Frequently Asked Questions
What is psychotherapy?
Psychotherapy, commonly referred to as therapy, is a process wherein a consumer or client seeks to find understanding, and often solutions to struggles both current and historic through a therapist. These can be issues ranging from poor self-esteem, mood instability, anxiety, depression, psychosis, marital struggles, identity transitions, and issues pertaining to certain diverse identity groups. As we talk and process, we come to a deeper understanding of ourselves and the world around us--often improving our overall mood and functionality. EK Counseling provides evidenced-based treatment approaches to many of the above issues.
I can usually handle my problems. Do I really need therapy?
I don't think you would be looking at this page if you thought the above were true....
What is the length and frequency of therapy?
When we meet, we will decide together the ideal length and frequency of future appointments. Most therapy sessions are 45 minutes in length, but we can plan longer or shorter sessions if better suited to your needs. In some cases, we may meet weekly, in some cases, biweekly or even less frequently, again according to your needs and preferences. The frequency of the sessions may change as the process goes along and you become increasingly able to take what you've gained in session out into your own life.
Is therapy confidential?
Yes, therapy is completely confidential both in the room, as well as protected written communications between therapist and client. Clients under the age 15 cannot consent to their own mental health treatment without the additional consent of their legal guardian.
Is medication a substitute for therapy?
EK Counseling believes that medication and therapy work symbiotically, not in place of one another. Although a person may not need one or the other, they may enhance and quicken the process of healing for certain individuals. Medication gets a bad rap, however, many people find it very helpful in making their lives more manageable. Many people worry it will alter their brain chemistry permanently, or that they will never be able to stop medication once they start--these worries are unfounded and simply untrue.
Do you accept insurance?
We do not accept insurance.
We must assign you a mental health diagnosis for insurance reimbursement. Sometimes these are not the most accurate reflection of what issue is present in therapy. For those whose issues are subclinical in nature, this is especially relevant as insurance may not provide coverage.
The diagnoses assigned to you stay on your permanent health record which can impact future opportunities.
We must share private health information with your insurance company compromising the confidential nature of the therapeutic relationship.
Many insurance companies allot a certain amount of sessions for outpatient therapy or per diagnosis. We must then justify ongoing treatment in order for the coverage to continue taking away from direct client care.

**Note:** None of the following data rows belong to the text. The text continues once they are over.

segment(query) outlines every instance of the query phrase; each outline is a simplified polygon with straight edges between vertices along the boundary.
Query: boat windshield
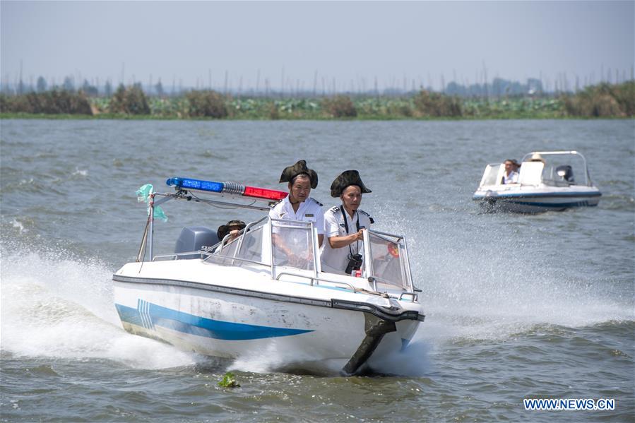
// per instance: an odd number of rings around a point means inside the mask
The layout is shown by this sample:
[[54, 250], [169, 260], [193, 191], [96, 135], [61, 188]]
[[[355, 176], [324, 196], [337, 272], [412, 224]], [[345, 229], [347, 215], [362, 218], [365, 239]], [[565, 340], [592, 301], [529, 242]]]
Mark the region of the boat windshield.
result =
[[[235, 239], [226, 238], [222, 248], [217, 248], [210, 254], [215, 263], [240, 267], [261, 265], [269, 268], [274, 278], [279, 272], [292, 274], [292, 269], [297, 269], [317, 272], [314, 278], [318, 280], [332, 278], [332, 275], [319, 275], [319, 254], [316, 254], [316, 239], [311, 223], [263, 219], [249, 224], [244, 230]], [[363, 265], [362, 276], [364, 279], [371, 277], [374, 289], [379, 292], [412, 290], [408, 251], [403, 237], [372, 230], [366, 232], [364, 241], [368, 248], [364, 249], [364, 263], [367, 264]], [[276, 270], [278, 266], [285, 268]]]
[[377, 290], [408, 290], [410, 270], [403, 239], [372, 230], [368, 239]]
[[271, 220], [273, 264], [315, 270], [313, 227], [311, 223]]
[[[500, 184], [502, 173], [505, 171], [505, 165], [502, 163], [487, 165], [483, 177], [481, 179], [481, 186], [489, 185], [498, 185]], [[500, 175], [500, 176], [499, 176]]]

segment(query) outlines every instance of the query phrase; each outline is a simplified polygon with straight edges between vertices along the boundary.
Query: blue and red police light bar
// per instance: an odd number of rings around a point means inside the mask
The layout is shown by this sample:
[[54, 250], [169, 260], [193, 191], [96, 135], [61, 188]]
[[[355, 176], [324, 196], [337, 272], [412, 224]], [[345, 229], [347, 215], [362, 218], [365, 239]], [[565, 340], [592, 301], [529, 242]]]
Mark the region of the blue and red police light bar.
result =
[[239, 195], [263, 200], [282, 200], [289, 193], [277, 189], [247, 186], [235, 182], [214, 182], [190, 178], [170, 178], [165, 181], [165, 183], [169, 186], [174, 186], [182, 189], [195, 189], [220, 194]]

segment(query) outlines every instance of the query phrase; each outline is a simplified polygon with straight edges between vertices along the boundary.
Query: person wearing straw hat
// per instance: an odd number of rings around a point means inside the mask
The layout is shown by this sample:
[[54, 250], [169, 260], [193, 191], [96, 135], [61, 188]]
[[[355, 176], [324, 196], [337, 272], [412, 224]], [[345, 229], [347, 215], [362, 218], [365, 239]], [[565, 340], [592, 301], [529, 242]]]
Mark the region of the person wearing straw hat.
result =
[[505, 184], [516, 184], [518, 181], [518, 172], [517, 169], [521, 165], [514, 159], [505, 160], [505, 173], [503, 174], [502, 182]]
[[321, 255], [324, 271], [346, 274], [349, 267], [352, 270], [361, 267], [362, 230], [370, 228], [374, 220], [360, 209], [360, 205], [362, 195], [370, 192], [357, 170], [343, 172], [331, 184], [331, 196], [339, 197], [342, 203], [324, 213], [326, 242]]
[[542, 155], [540, 155], [540, 154], [538, 153], [534, 153], [533, 155], [531, 155], [531, 157], [529, 157], [529, 161], [530, 162], [542, 162], [543, 165], [546, 162], [545, 161], [545, 158]]
[[[305, 160], [298, 160], [295, 165], [283, 170], [280, 182], [287, 182], [289, 195], [280, 200], [269, 210], [269, 218], [284, 220], [312, 222], [318, 234], [319, 246], [324, 239], [324, 213], [322, 203], [309, 196], [311, 189], [317, 186], [317, 173], [307, 167]], [[304, 251], [297, 251], [291, 246], [292, 239], [284, 240], [274, 228], [273, 242], [280, 250], [289, 257], [290, 263], [299, 263], [306, 261]], [[302, 257], [299, 258], [299, 255]], [[312, 256], [311, 254], [309, 254]]]

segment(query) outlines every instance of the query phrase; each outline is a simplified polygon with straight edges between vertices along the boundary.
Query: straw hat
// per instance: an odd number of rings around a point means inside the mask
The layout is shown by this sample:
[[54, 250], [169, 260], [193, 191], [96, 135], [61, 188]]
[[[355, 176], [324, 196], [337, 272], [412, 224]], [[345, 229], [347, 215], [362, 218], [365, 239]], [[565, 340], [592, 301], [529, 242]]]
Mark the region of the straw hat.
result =
[[534, 153], [533, 155], [531, 155], [531, 157], [529, 158], [529, 161], [530, 162], [542, 162], [542, 163], [545, 163], [545, 159], [543, 159], [542, 156], [541, 156], [538, 153]]
[[218, 227], [218, 230], [216, 231], [216, 235], [218, 237], [218, 240], [220, 241], [232, 230], [237, 229], [240, 230], [244, 229], [246, 226], [247, 225], [245, 225], [244, 222], [242, 220], [230, 220], [227, 222], [227, 225], [221, 225]]

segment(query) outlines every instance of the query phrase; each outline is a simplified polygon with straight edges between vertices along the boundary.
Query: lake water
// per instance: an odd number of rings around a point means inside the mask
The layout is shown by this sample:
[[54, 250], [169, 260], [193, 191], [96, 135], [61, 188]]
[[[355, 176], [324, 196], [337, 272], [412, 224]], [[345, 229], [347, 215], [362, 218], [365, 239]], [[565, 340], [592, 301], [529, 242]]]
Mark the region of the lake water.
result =
[[[3, 422], [635, 421], [635, 121], [0, 125]], [[585, 154], [599, 206], [481, 214], [485, 165], [533, 150]], [[375, 227], [406, 235], [427, 318], [402, 357], [372, 376], [288, 374], [123, 330], [112, 275], [139, 246], [139, 186], [284, 189], [299, 159], [328, 206], [333, 178], [359, 169]], [[165, 205], [155, 254], [183, 226], [261, 215], [192, 205]], [[217, 386], [228, 370], [240, 388]], [[526, 411], [532, 398], [616, 403]]]

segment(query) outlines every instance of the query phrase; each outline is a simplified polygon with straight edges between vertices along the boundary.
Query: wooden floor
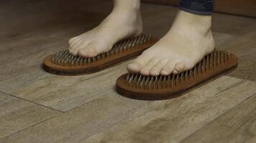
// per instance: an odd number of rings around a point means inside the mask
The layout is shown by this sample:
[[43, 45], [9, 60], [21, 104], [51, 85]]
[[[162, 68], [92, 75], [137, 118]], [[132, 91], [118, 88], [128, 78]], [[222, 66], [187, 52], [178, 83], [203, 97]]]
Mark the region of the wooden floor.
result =
[[[235, 53], [239, 67], [172, 99], [119, 95], [129, 61], [78, 77], [41, 69], [111, 9], [101, 0], [0, 1], [1, 143], [256, 142], [256, 19], [214, 14], [216, 48]], [[145, 33], [163, 36], [177, 10], [143, 4]]]

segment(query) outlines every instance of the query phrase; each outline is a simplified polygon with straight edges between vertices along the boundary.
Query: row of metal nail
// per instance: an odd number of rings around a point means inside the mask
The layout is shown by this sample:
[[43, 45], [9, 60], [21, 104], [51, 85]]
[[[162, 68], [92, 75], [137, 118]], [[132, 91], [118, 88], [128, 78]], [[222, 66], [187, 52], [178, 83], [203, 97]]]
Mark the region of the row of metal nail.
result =
[[91, 64], [99, 60], [104, 59], [111, 55], [130, 50], [135, 46], [139, 46], [150, 41], [150, 35], [142, 34], [136, 38], [126, 39], [116, 43], [109, 51], [91, 58], [83, 58], [80, 56], [73, 56], [68, 51], [68, 49], [65, 49], [52, 55], [52, 62], [63, 66], [79, 66]]
[[128, 74], [126, 82], [128, 86], [145, 89], [158, 89], [170, 88], [189, 80], [200, 74], [206, 72], [219, 65], [227, 62], [230, 59], [229, 51], [214, 51], [205, 56], [203, 60], [190, 70], [178, 74], [157, 77], [143, 76], [140, 74]]

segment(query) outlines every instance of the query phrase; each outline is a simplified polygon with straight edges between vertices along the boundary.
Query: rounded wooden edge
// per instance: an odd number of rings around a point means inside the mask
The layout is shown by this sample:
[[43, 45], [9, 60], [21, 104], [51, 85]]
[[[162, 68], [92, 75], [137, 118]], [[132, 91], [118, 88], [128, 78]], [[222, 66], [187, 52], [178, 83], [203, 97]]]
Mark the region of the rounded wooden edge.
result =
[[[180, 96], [182, 93], [187, 92], [196, 87], [201, 86], [204, 83], [211, 82], [236, 69], [238, 66], [238, 58], [232, 53], [230, 56], [232, 61], [229, 67], [224, 69], [225, 65], [223, 65], [222, 71], [216, 72], [215, 74], [211, 73], [212, 75], [209, 76], [208, 77], [207, 76], [204, 76], [204, 77], [207, 78], [203, 79], [201, 81], [195, 80], [193, 84], [188, 85], [189, 84], [188, 83], [188, 84], [184, 84], [185, 85], [182, 88], [173, 88], [171, 90], [170, 90], [170, 88], [160, 90], [147, 90], [132, 88], [126, 84], [126, 78], [128, 74], [128, 73], [127, 73], [120, 76], [117, 79], [116, 89], [119, 94], [124, 97], [140, 100], [161, 100], [177, 97]], [[200, 79], [200, 77], [198, 79]], [[190, 82], [190, 84], [191, 83], [191, 82]]]

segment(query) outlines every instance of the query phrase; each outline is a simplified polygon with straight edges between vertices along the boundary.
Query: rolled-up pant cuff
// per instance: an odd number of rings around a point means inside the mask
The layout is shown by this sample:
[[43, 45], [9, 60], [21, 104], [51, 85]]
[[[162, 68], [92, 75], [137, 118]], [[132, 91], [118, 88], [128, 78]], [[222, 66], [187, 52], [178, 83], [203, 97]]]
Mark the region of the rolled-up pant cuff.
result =
[[179, 9], [196, 14], [211, 15], [214, 0], [180, 0]]

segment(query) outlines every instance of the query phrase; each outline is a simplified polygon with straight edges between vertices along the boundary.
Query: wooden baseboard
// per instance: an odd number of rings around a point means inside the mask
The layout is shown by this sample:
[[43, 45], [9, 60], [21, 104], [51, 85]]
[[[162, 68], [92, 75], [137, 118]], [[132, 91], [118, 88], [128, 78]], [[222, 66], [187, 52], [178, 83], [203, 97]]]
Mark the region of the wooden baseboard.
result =
[[[142, 0], [145, 2], [175, 5], [178, 0]], [[214, 10], [232, 14], [256, 17], [256, 0], [216, 0]]]

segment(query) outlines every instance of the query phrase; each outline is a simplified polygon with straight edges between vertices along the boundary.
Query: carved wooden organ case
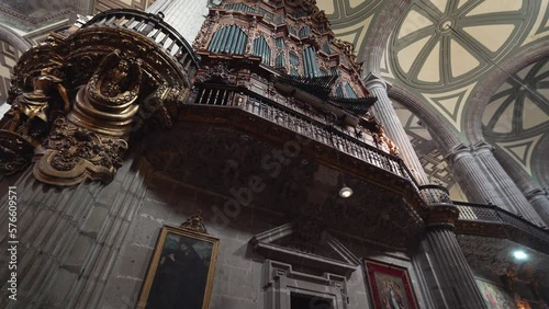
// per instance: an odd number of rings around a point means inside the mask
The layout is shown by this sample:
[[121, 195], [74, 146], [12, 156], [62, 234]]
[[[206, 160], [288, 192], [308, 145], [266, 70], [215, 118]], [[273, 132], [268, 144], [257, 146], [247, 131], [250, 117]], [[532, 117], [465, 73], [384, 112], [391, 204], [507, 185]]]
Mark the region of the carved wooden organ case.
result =
[[315, 1], [223, 1], [210, 9], [193, 48], [202, 59], [195, 103], [270, 100], [397, 154], [370, 113], [377, 99], [362, 84], [352, 44], [335, 38]]

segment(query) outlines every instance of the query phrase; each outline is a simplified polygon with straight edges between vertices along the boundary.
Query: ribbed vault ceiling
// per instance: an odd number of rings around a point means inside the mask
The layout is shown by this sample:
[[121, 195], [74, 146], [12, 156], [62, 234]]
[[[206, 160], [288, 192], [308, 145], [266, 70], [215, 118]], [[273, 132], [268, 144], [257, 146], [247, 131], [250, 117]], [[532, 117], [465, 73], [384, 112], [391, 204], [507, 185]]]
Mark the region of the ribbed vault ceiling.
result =
[[[549, 175], [542, 173], [548, 156], [541, 154], [549, 149], [540, 149], [549, 139], [549, 65], [547, 59], [531, 64], [528, 55], [531, 46], [549, 42], [549, 0], [415, 0], [401, 14], [385, 11], [391, 1], [382, 0], [325, 0], [317, 4], [330, 19], [336, 36], [352, 42], [358, 58], [367, 65], [374, 67], [370, 62], [377, 59], [373, 53], [383, 50], [378, 73], [412, 93], [461, 140], [480, 141], [468, 140], [475, 128], [466, 123], [480, 122], [482, 116], [482, 131], [477, 135], [513, 158], [540, 184], [549, 183]], [[368, 46], [383, 35], [379, 23], [392, 25], [386, 39], [381, 41], [386, 45]], [[545, 48], [549, 55], [549, 44]], [[494, 92], [491, 100], [474, 100], [485, 80], [517, 59], [523, 61], [518, 71], [503, 69], [507, 81], [490, 85], [493, 90], [489, 91]], [[448, 176], [433, 170], [433, 165], [444, 170], [442, 156], [435, 153], [426, 129], [416, 127], [417, 119], [405, 107], [399, 108], [426, 172], [447, 183]], [[439, 161], [434, 161], [437, 158]]]

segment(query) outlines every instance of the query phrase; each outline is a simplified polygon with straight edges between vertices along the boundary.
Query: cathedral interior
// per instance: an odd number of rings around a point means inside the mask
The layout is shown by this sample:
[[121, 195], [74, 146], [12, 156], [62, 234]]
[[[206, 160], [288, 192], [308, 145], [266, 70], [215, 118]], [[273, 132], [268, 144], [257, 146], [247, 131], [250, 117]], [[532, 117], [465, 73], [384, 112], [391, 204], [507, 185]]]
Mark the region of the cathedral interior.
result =
[[549, 0], [0, 3], [0, 308], [549, 308]]

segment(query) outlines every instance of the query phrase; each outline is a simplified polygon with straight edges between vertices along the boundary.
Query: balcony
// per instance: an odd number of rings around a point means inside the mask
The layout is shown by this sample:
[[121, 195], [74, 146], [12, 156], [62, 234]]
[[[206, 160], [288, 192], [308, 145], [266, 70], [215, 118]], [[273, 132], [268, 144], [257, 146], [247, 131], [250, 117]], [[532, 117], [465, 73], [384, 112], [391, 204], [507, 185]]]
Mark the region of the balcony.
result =
[[[395, 190], [408, 190], [408, 193], [414, 195], [415, 203], [413, 204], [418, 207], [421, 204], [419, 208], [423, 209], [424, 204], [419, 197], [417, 184], [402, 159], [372, 146], [373, 140], [368, 139], [365, 135], [345, 131], [341, 127], [315, 117], [314, 113], [304, 113], [289, 104], [274, 102], [239, 87], [195, 83], [193, 94], [187, 105], [189, 107], [200, 106], [199, 108], [204, 110], [202, 114], [198, 108], [188, 108], [187, 118], [225, 122], [235, 125], [238, 116], [235, 115], [235, 118], [231, 119], [231, 113], [244, 112], [245, 119], [243, 118], [237, 124], [240, 128], [246, 129], [247, 127], [254, 133], [265, 129], [265, 136], [279, 130], [285, 130], [289, 135], [298, 134], [315, 141], [313, 156], [329, 165], [346, 165], [347, 161], [351, 160], [355, 162], [349, 162], [351, 167], [347, 167], [350, 173], [359, 173], [357, 164], [360, 162], [383, 171], [385, 175], [397, 176], [402, 180], [402, 187], [395, 187]], [[219, 113], [219, 117], [215, 117], [216, 113]], [[262, 121], [262, 124], [257, 124], [256, 119]], [[326, 156], [322, 156], [323, 152], [332, 152], [333, 156], [326, 158]], [[344, 156], [338, 154], [341, 152]]]

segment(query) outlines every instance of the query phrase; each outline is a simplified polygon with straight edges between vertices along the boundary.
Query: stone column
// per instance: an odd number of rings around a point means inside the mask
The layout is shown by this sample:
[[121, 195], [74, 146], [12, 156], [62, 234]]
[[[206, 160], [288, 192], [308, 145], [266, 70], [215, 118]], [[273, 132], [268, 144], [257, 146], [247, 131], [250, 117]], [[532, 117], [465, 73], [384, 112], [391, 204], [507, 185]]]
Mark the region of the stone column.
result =
[[533, 179], [518, 167], [513, 159], [503, 152], [494, 151], [495, 159], [502, 164], [511, 179], [515, 182], [534, 209], [549, 227], [549, 198], [542, 190], [534, 184]]
[[486, 142], [481, 142], [474, 146], [474, 153], [479, 159], [479, 162], [486, 169], [489, 175], [494, 179], [492, 183], [495, 188], [502, 193], [504, 204], [496, 205], [523, 216], [533, 224], [544, 224], [520, 190], [518, 190], [517, 185], [503, 170], [500, 162], [497, 162], [494, 158], [494, 154], [492, 153], [493, 150], [494, 148]]
[[[72, 284], [83, 270], [85, 259], [94, 243], [96, 234], [87, 233], [87, 222], [93, 216], [94, 204], [102, 191], [98, 182], [80, 183], [77, 186], [58, 188], [40, 183], [32, 167], [16, 182], [2, 181], [16, 192], [16, 240], [18, 247], [18, 300], [8, 298], [8, 267], [0, 267], [0, 308], [38, 308], [46, 304], [60, 306]], [[8, 194], [8, 190], [2, 193]], [[2, 201], [8, 201], [7, 196]], [[1, 214], [8, 214], [8, 203], [0, 205]], [[11, 240], [8, 234], [8, 216], [0, 216], [0, 242]], [[3, 248], [3, 247], [2, 247]], [[3, 250], [2, 250], [3, 251]], [[3, 251], [5, 252], [5, 251]], [[8, 256], [2, 253], [2, 260]], [[58, 283], [54, 285], [53, 283]]]
[[452, 167], [456, 180], [471, 203], [493, 204], [503, 207], [502, 197], [494, 190], [486, 172], [477, 162], [471, 150], [460, 145], [449, 151], [447, 158]]
[[378, 76], [370, 73], [366, 77], [365, 84], [368, 91], [378, 98], [378, 102], [373, 105], [373, 113], [385, 127], [389, 137], [399, 147], [400, 156], [404, 160], [404, 163], [412, 171], [412, 174], [419, 184], [427, 184], [427, 175], [386, 93], [388, 83]]
[[448, 308], [486, 308], [482, 294], [474, 282], [473, 274], [461, 251], [455, 233], [455, 222], [459, 210], [448, 192], [442, 188], [430, 188], [437, 192], [429, 196], [429, 211], [426, 218], [427, 232], [423, 247], [430, 258], [439, 289]]

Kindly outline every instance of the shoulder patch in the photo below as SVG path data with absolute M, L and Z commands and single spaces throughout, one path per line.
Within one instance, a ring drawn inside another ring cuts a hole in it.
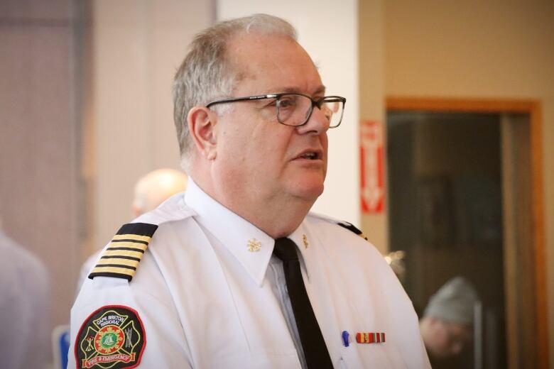
M 124 224 L 104 249 L 89 275 L 124 278 L 131 282 L 158 226 L 148 223 Z
M 368 241 L 367 240 L 367 237 L 366 237 L 366 236 L 362 232 L 362 231 L 360 231 L 359 229 L 356 228 L 354 226 L 354 224 L 348 223 L 347 221 L 340 221 L 340 222 L 337 222 L 337 224 L 338 224 L 339 226 L 342 226 L 343 228 L 345 228 L 348 229 L 349 231 L 350 231 L 352 232 L 354 232 L 354 233 L 357 234 L 358 236 L 359 236 L 360 237 L 362 237 L 364 240 Z
M 75 338 L 77 368 L 135 368 L 146 346 L 142 321 L 130 307 L 104 306 L 91 314 Z

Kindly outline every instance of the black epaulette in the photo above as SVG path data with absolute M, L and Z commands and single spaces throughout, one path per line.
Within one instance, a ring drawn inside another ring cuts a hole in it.
M 94 277 L 124 278 L 131 282 L 158 226 L 129 223 L 117 231 L 89 275 Z
M 338 223 L 337 223 L 337 224 L 338 224 L 339 226 L 342 226 L 343 228 L 345 228 L 348 229 L 349 231 L 350 231 L 352 232 L 354 232 L 354 233 L 357 234 L 358 236 L 359 236 L 360 237 L 362 237 L 364 240 L 368 241 L 367 240 L 367 237 L 366 237 L 366 236 L 363 233 L 363 232 L 362 231 L 360 231 L 359 229 L 358 229 L 357 228 L 356 228 L 354 226 L 354 224 L 348 223 L 347 221 L 338 222 Z

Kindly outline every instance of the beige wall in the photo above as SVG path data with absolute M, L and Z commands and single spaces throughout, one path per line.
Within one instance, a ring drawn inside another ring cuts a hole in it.
M 192 35 L 209 26 L 211 1 L 98 0 L 92 9 L 88 246 L 107 243 L 131 220 L 135 182 L 179 168 L 171 85 Z
M 358 4 L 360 119 L 381 122 L 384 122 L 385 119 L 383 3 L 382 0 L 371 0 L 359 1 Z M 381 214 L 361 215 L 362 230 L 369 241 L 383 253 L 389 250 L 387 203 L 386 198 Z
M 70 0 L 0 2 L 1 228 L 45 265 L 51 309 L 40 319 L 48 329 L 67 323 L 75 293 L 67 281 L 75 275 L 80 226 L 77 11 Z
M 384 20 L 386 96 L 533 99 L 543 104 L 554 363 L 554 1 L 428 0 L 423 5 L 388 0 Z M 362 59 L 371 53 L 362 51 Z

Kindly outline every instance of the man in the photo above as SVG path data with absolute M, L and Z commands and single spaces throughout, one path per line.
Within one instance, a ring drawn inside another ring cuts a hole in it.
M 174 87 L 187 191 L 107 248 L 140 249 L 136 272 L 122 258 L 92 271 L 72 310 L 77 367 L 428 367 L 382 256 L 308 214 L 344 99 L 295 40 L 267 15 L 194 40 Z
M 1 224 L 0 253 L 0 366 L 48 368 L 48 272 L 40 259 L 4 233 Z
M 427 351 L 436 362 L 433 366 L 444 362 L 452 367 L 452 360 L 472 343 L 478 302 L 475 289 L 462 277 L 447 282 L 429 299 L 420 327 Z
M 153 170 L 141 177 L 135 184 L 131 211 L 138 216 L 155 209 L 168 198 L 185 191 L 187 188 L 187 175 L 174 169 L 162 168 Z M 85 261 L 79 274 L 77 292 L 82 282 L 87 279 L 89 272 L 102 250 L 99 250 Z

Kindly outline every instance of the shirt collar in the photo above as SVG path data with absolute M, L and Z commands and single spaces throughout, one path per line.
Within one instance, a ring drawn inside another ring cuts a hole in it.
M 185 202 L 196 212 L 198 222 L 221 241 L 261 286 L 275 241 L 210 197 L 190 177 Z

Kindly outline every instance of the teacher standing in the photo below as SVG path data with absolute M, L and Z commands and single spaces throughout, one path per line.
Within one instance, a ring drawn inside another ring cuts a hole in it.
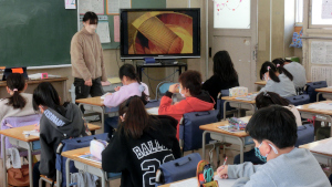
M 76 100 L 104 94 L 102 82 L 107 84 L 103 49 L 98 34 L 95 32 L 98 17 L 86 12 L 83 28 L 75 33 L 71 42 L 72 75 L 74 76 Z

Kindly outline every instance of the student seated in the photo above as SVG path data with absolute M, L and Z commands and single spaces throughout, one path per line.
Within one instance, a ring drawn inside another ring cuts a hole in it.
M 219 51 L 214 56 L 214 75 L 204 82 L 201 90 L 208 91 L 217 101 L 221 90 L 239 86 L 238 73 L 227 51 Z M 215 105 L 215 108 L 217 106 Z
M 239 178 L 234 186 L 331 186 L 318 160 L 305 148 L 294 147 L 298 134 L 294 115 L 282 106 L 257 111 L 246 132 L 253 138 L 255 152 L 264 165 L 243 163 L 220 166 L 221 178 Z
M 307 84 L 305 69 L 299 62 L 283 60 L 281 58 L 272 61 L 274 65 L 280 65 L 293 75 L 293 84 L 297 91 L 303 90 Z
M 35 114 L 32 105 L 32 94 L 24 93 L 28 84 L 20 73 L 12 73 L 7 77 L 9 97 L 0 100 L 0 122 L 7 117 Z
M 258 110 L 271 105 L 280 105 L 288 108 L 295 116 L 297 126 L 302 125 L 301 115 L 298 108 L 294 105 L 290 104 L 288 100 L 282 98 L 280 95 L 273 92 L 262 92 L 256 96 L 256 106 Z M 253 164 L 266 164 L 256 156 L 255 149 L 251 149 L 243 154 L 243 162 L 251 162 Z M 237 155 L 234 158 L 234 164 L 240 164 L 240 155 Z
M 121 186 L 154 187 L 159 165 L 180 157 L 177 121 L 148 115 L 138 96 L 122 103 L 118 116 L 118 128 L 102 153 L 102 168 L 122 173 Z
M 49 82 L 33 91 L 33 107 L 42 113 L 40 124 L 40 162 L 33 166 L 33 187 L 39 186 L 40 175 L 55 180 L 55 154 L 61 141 L 91 135 L 82 112 L 73 103 L 60 104 L 58 92 Z
M 260 79 L 267 81 L 260 92 L 274 92 L 282 97 L 297 95 L 293 76 L 281 65 L 274 65 L 272 62 L 264 62 L 260 69 Z
M 169 115 L 179 122 L 186 113 L 210 111 L 214 108 L 214 98 L 211 98 L 207 91 L 201 90 L 201 76 L 199 72 L 188 70 L 180 74 L 178 81 L 179 84 L 170 85 L 166 94 L 162 97 L 158 111 L 159 115 Z M 181 96 L 186 98 L 172 104 L 172 95 L 177 89 L 179 89 Z M 177 138 L 179 137 L 178 128 L 179 126 L 177 126 Z
M 118 70 L 118 76 L 123 86 L 115 87 L 114 93 L 106 95 L 104 104 L 107 107 L 116 107 L 131 96 L 142 96 L 146 101 L 148 100 L 148 87 L 142 83 L 135 72 L 135 67 L 132 64 L 124 64 Z M 117 116 L 105 118 L 104 132 L 112 135 L 113 129 L 117 127 Z

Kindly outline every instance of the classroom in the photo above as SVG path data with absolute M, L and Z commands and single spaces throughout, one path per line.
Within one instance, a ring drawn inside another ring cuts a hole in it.
M 331 0 L 0 12 L 0 187 L 332 186 Z

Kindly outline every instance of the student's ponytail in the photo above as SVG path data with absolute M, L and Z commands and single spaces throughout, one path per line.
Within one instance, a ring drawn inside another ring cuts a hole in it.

How do I find the right therapist?
Some questions you might ask the potential psychotherapist include:
Are you a licensed therapist?
Tell me about your education and training background.
What is your specialty?
How much experience do you have working with people who have my problem, condition, or concern?
What is your treatment approach?
How is this intervention (e.g., Acceptance and Commitment Therapy) supposed to work?
Is this intervention effective for my problem/condition? On average, how long does the treatment take? How should I assess whether the treatment is working?
What are your fees and related costs? Do you have reduced fee/sliding scale slots available?